When Detroit went bankrupt five years ago, the city was “using credit cards to pay credit cards,” in the words of former City Councilwoman Sheila Cockrel, who participated in a panel Wednesday that marked the anniversary of the filing of the $18-billion Chapter 9 case.
The bankruptcy’s true beginnings were in the 1950s, when a decades-long mass exodus of residents from Detroit began, the former councilwoman said. And while the city’s finances are more stable now, there's substantial work left to be done, said Cockrel, now the executive director of the nonprofit CitizenDetroit.
“We need to be very clear about A, the fragility of the city’s economy, and B, there are fundamental structural divisions in the city that have not yet been addressed.”
‘No Roadmap’ For Municipal Bankruptcy
Detroit eliminated $7.2 billion in debt in bankruptcy court, John Naglick, the city’s chief deputy CFO, said at the discussion, which was organized by DBusiness magazine and presented by the accounting firm Plante Moran.

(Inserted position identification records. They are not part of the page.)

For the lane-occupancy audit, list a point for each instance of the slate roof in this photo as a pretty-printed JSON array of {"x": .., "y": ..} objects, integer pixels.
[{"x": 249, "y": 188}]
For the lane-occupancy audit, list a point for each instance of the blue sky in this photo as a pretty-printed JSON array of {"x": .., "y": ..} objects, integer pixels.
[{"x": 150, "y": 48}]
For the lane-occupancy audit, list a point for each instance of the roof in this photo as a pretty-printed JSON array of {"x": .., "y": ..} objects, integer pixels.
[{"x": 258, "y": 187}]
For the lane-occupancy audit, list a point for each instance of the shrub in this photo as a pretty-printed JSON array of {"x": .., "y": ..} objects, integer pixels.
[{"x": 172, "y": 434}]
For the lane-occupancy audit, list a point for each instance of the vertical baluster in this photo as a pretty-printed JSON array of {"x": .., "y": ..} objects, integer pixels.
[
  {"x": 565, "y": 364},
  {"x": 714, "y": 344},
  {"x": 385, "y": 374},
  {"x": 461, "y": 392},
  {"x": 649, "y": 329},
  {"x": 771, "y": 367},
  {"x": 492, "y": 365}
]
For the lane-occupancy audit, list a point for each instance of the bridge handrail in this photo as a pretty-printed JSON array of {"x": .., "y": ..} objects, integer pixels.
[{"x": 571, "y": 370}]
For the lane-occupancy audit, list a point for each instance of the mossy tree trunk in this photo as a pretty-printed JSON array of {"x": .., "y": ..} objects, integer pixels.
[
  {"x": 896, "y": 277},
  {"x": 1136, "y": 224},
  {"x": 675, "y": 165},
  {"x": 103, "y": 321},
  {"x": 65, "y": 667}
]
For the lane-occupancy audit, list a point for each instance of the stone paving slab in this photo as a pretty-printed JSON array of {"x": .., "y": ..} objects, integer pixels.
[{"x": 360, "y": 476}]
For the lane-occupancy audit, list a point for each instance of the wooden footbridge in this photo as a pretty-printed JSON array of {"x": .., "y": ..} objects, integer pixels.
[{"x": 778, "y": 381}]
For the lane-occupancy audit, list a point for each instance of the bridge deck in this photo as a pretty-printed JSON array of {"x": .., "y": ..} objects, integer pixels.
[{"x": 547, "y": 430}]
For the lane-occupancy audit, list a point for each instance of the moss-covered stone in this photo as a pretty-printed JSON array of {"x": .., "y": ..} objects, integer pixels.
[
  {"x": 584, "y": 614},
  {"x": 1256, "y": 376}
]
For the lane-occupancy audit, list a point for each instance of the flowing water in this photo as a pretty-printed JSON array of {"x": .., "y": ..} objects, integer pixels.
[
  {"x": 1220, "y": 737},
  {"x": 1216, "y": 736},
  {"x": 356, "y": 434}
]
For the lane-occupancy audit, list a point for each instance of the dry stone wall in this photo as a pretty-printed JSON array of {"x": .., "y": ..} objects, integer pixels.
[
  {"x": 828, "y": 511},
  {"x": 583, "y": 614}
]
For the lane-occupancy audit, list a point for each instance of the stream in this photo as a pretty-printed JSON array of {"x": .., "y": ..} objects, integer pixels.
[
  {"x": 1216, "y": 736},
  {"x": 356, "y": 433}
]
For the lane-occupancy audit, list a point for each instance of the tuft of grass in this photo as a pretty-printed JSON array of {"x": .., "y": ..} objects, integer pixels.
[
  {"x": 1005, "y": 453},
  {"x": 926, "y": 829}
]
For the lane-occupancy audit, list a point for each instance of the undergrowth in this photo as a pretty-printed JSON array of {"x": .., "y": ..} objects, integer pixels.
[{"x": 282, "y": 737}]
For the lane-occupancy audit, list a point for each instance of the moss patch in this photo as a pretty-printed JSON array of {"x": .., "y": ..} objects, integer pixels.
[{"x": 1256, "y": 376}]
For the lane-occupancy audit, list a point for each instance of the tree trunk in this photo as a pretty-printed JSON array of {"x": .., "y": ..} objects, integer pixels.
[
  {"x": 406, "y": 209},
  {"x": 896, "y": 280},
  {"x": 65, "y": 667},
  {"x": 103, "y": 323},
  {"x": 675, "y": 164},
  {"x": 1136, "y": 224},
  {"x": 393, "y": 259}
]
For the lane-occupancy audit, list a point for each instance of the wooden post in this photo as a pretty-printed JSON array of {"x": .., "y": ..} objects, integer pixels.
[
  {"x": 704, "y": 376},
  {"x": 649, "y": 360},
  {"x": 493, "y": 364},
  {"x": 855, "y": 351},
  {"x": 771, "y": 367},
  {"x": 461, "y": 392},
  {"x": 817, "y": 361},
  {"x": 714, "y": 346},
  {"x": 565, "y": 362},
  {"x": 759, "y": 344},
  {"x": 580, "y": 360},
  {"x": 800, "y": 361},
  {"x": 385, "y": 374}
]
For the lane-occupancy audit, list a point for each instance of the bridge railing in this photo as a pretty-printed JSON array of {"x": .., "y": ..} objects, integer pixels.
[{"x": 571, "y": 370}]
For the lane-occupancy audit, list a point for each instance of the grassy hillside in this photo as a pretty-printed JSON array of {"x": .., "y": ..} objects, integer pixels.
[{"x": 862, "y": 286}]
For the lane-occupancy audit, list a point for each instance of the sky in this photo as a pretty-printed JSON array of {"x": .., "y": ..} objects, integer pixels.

The largest sacrifice came from retirees, Naglick said: $3.8 billion of the debt reduction came from post-employment benefit liabilities, $1.7 billion came from pension cuts and $1.3 billion came from haircuts to city debt.
“There are still 30,000 retirees that are counting on getting paid those reduced benefits for the rest of their lives,” Naglick said. “Being on those pension boards is a big responsibility.”
The crux of the bankruptcy case was the “Grand Bargain,” in which $816 million was donated by foundations, the Detroit Institute of Arts and the state to lift the funding level of the city’s pensions. The deal prevented the sale of DIA art and lessened the impact on retirees.
Plunkett Cooney attorney Doug Bernstein, left, consultant Pat O'Keefe, Detroit Chief Deputy CFO John Naglick and Citizen Detroit Executive Director Sheila Cockrel discuss the city's bankruptcy on Wednesday at the Gem Theatre. Photo by Dustin Blitchok.
Pat O’Keefe, founder and CEO of the consulting firm O’Keefe, said his criticism of the Detroit bankruptcy is that it missed an opportunity to structurally fix the city’s property tax base and capitalize on 88,000 city-owned vacant parcels.
"The city's survival is going to depend on tax base. Plain and simple. The inability at this juncture to develop that is going to slow [it] down."
Doug Bernstein, a bankruptcy attorney at the firm Plunkett Cooney, said municipal defaults are so rare that he’d never read Chapter 9 of the bankruptcy code after three decades in practice until Detroit's filing.
“It’s not taught,” Bernstein said. “The problem for anyone involved in a municipal bankruptcy is there’s no roadmap.”
Two Detroits
George Orzech, a retired Detroit Fire Department battalion chief who serves on the city’s Police and Fire Retirement System board, was in the audience for Wednesday’s discussion at the Gem Theatre.
When asked if he felt the city’s bankruptcy — which ended after 17 months on Dec. 10, 2014 — was an equitable settlement, Orzech shook his head.
“How do you equate art with people’s health and people’s lives?” Orzech said, referring to the city-owned Detroit Institute of Arts pieces that were at stake.
Cockrel ended the panel on a cautiously optimistic note, name-checking Ford Motor Company F’s purchase of the landmark Michigan Central Station and downtown development while pointing out that poverty, crime and lack of opportunity continue to permeate many neighborhoods.
“The renaissance story is fabulous. I think Ford’s move here is an iconic move for the city and for them. There’s a chance here to be able to create a new paradigm for bringing back a city that has been in decline,” Cockrel said.
“It’s gonna require dealing with the reality that there are two Detroits. We can paper over it if we want, but there are two Detroits.”